Temporary discontinuation of PD has been used since 1991 by the Madrid group in patients with ultrafiltration failure (20). The authors reported good results, but had no knowledge of the various mechanisms summarized in the above sections and how peritoneal resting could influence these. It never became popular outside the Iberian peninsula. In the current issue of Peritoneal Dialysis International, the group of Selgas et al. presents their 25 years’ experience with peritoneal resting for ultrafiltration failure (21). Although the definition of ultrafiltration failure has changed over time, which is unavoidable with such a long inclusion time, all patients had this complication and were not just overhydrated. Furthermore, a control group with temporary discontinuation of PD was also analyzed. Some of the results are striking. First, only 35 patients could be included in a quarter of a century. This suggests that not all patients with ultrafiltration failure qualified for inclusion, or that ultrafiltration failure was a rather infrequent event. Second, peritoneal resting was only effective in the 20 patients in whom it was applied within 6 months after the diagnosis. The duration of PD for the whole group ranged from 18 to 60 months, but no information is given on PD duration in the group where it was effective. If it were shorter than in the other patients, this would support the contention of the authors that peritoneal resting is especially effective in the presence of ultrafiltration failure due to EMT. However, this theory is not supported by effluent concentrations of CA 125 and VEGF for instance.

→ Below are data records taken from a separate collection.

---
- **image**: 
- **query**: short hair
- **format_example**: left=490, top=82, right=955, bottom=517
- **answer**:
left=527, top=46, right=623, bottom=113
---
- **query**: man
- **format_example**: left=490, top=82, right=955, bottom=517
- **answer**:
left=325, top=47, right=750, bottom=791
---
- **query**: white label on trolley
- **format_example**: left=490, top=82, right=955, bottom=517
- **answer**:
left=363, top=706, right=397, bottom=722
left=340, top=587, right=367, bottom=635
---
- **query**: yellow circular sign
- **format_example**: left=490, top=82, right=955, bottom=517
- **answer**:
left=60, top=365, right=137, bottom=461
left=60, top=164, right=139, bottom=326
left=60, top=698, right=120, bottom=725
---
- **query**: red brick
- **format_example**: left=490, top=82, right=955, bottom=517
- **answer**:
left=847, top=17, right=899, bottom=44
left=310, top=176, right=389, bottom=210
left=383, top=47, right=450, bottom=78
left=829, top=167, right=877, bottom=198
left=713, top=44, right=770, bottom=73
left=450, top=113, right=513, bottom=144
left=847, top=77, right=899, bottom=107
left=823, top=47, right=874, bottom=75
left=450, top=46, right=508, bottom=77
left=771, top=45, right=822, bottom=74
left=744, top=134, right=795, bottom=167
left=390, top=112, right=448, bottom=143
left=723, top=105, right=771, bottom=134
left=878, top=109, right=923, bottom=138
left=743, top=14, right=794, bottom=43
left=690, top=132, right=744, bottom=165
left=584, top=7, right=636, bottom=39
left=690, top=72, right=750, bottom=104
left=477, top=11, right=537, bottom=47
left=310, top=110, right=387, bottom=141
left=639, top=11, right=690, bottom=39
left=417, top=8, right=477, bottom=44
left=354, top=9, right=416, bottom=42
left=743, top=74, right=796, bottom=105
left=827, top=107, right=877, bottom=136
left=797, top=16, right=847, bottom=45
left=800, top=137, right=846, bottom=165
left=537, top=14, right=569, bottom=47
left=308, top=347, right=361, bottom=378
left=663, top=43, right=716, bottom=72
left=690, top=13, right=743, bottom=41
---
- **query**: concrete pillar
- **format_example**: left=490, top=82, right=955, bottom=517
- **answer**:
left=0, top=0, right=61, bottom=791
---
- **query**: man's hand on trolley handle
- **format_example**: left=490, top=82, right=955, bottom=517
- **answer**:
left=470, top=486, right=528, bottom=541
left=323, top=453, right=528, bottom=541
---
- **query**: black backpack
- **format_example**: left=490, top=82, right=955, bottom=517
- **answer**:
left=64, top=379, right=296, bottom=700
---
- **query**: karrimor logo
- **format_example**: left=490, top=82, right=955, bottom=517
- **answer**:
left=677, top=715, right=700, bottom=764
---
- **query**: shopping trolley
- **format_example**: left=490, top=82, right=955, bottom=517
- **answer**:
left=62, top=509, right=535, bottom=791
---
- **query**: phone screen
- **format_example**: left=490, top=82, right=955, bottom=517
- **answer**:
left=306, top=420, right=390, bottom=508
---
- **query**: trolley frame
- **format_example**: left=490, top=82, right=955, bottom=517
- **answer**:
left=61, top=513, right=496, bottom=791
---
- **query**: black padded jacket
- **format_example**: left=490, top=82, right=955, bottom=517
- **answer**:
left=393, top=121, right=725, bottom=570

The question of whether or not peritoneal resting should be applied in all patients with early ultrafiltration failure is not solved by the currently published study. Temporary transfer to hemodialysis requires vascular acess, which is usually by a central venous line. Also, possible effects of hemodialysis for 1 month on residual renal function have not been published. More importantly, early fast solute transport usually improves spontaneously with PD duration (22). The time-course of EMT is not known, because longitudinal observations are not available and the hypothesis that it may be an early stage in the later development of peritoneal fibrosis, vasculopathy and neoangiogenesis is pure speculation. More research is required on the mechanisms and natural time-course of early ultrafiltration failure before it can be recommended for general use in ultrafiltration failure.

Disclosures

The author has no financial conflicts of interest to declare.